New Zealand Politician

John Findlay (New Zealand politician)

Died
  
1929, Horsted Keynes, United Kingdom

Sir John George Findlay (21 October 1862 – 7 December 1929) was a New Zealand politician of the Liberal Party, and was a Cabinet minister from 1906 to 1911.

Contents

Early life and family

Born in Dunedin in 1862, Findlay graduated from the University of Otago with a Bachelor of Laws in 1886 and LLD in 1893. He was admitted to the Bar in 1887 and practised as a lawyer first in Palmerston North and later in Wellington. He was appointed King's Counsel in 1907.

His son was James Findlay.

Political career

Findlay was one of nine candidates who contested the three-member City of Wellington electorate in the 1902 election; he came sixth with 33.7% of the vote. He was active with the Liberal Party and wrote much of its election manifesto for the 1905 election.

When the Attorney-General, Albert Pitt, died in November 1906, there were no suitable members of the legal profession in Parliament. Hence, Joseph Ward appointed Findlay to the Legislative Council on 23 November 1906, and appointed him Attorney-General and Colonial Secretary on the same day. During his tenure of the latter post, which he held until 6 January 1909, it was renamed to Minister of Internal Affairs.
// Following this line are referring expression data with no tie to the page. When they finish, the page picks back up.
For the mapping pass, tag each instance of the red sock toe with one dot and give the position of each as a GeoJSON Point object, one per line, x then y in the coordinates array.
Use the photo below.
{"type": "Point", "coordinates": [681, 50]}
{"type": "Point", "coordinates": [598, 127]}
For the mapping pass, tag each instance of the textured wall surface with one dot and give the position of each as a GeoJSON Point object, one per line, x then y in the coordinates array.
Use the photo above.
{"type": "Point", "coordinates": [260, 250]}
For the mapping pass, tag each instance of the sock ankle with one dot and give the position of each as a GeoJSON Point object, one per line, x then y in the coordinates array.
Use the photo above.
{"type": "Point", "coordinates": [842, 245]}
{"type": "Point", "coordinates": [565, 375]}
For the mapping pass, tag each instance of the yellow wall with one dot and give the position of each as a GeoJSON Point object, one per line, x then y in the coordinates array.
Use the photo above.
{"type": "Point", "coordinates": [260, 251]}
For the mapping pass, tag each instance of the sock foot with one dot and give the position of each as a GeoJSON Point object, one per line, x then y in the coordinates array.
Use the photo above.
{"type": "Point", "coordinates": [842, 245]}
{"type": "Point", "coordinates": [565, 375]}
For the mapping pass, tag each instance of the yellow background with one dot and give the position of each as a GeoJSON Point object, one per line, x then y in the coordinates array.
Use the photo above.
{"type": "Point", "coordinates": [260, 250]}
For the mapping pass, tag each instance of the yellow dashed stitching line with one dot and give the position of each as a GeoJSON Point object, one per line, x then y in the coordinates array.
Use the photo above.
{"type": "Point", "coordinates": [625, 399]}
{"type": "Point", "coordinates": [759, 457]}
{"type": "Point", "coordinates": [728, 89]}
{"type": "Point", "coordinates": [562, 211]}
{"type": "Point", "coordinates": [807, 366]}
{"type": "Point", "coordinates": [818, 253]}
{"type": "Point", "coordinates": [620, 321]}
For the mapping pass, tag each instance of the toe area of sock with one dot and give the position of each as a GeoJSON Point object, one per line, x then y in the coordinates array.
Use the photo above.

In the 1911 Coronation Honours, Findlay was appointed a Knight Commander of the Order of St Michael and St George.

He resigned from the Legislative Council on 20 November 1911 in preparation for the 1911 election. Hamer says that he was sent to Auckland and contested the Parnell seat, in an attempt of the Liberals who were facing defeat in 1911 to show that they took Auckland seriously. He lost in the second ballot, with Labour, which had been eliminated on the first ballot split over whether to support Findlay or the Reform candidate James Samuel Dickson.

He represented the Hawkes Bay electorate from 1917 to 1919, when he retired.

He died in Horsted Keynes, East Sussex, England, in 1929.